China’s ravenous appetite for energy puts the country at risk of reaching a point of “peak coal,” when demand for coal will outstrip domestic production capacity, a growing number of experts believe.
China now consumes approximately 47 percent of coal produced globally but by most estimates has just 14 percent of global coal reserves. Meanwhile, demand has risen by about 10 percent per year for the last decade, putting the country on an “unsustainable” path, according to a recent report by C.L.S.A. Asia-Pacific Markets, a Hong Kong-based brokerage firm.
Coal might be abundant globally, but if China cannot substantially raise its domestic production, increasing imports enough to meet demand may be hard to accomplish in the short-term, putting the country in a potential supply bind.
“I think China is the vulnerable player here — they don’t really have a lot of options,” said David Fridley, a staff scientist at the Lawrence Berkeley National Laboratory and deputy leader of the laboratory’s China Energy Group.
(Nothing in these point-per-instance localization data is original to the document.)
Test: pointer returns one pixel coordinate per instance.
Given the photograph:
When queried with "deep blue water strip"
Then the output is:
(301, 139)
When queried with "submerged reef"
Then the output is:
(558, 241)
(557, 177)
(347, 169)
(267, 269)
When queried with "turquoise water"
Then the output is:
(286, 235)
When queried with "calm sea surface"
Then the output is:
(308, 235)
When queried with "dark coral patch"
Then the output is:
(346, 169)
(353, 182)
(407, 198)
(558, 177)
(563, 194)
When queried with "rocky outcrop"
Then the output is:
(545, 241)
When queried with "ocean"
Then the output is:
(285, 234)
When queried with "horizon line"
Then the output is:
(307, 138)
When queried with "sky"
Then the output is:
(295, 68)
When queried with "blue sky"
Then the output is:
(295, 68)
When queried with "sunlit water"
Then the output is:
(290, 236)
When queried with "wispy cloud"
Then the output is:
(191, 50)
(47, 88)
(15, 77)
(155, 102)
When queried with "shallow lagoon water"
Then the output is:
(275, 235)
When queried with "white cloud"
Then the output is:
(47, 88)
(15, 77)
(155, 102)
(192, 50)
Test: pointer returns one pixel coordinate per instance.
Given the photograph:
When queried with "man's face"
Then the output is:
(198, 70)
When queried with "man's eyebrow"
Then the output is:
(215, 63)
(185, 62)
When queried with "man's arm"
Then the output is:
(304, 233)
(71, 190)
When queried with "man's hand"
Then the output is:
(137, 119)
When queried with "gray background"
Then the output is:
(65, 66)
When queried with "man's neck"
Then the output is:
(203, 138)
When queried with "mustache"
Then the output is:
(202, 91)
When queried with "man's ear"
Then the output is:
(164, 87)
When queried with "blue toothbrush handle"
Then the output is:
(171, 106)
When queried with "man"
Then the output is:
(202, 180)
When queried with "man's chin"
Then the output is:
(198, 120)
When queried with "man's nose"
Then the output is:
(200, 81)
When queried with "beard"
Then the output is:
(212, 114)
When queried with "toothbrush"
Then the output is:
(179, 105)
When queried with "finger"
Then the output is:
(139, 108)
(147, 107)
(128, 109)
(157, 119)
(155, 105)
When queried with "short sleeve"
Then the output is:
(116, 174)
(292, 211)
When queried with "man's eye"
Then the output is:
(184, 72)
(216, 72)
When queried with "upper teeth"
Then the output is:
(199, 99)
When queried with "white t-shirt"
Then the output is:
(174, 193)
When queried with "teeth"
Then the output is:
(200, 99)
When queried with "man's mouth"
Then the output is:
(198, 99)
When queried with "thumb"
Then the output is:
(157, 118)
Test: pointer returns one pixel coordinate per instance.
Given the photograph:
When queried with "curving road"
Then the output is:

Evidence that China may be nearing an ultimate limit on production can be seen in rapidly growing imports and a recent proposal by a top energy official that the country cap coal production at around 3.6 billion tons per year beginning in 2011. China is on pace to produce nearly 3.4 billion tons of coal domestically in 2010, according to a recent Reuters analysis, and will import about 150 million tons this year.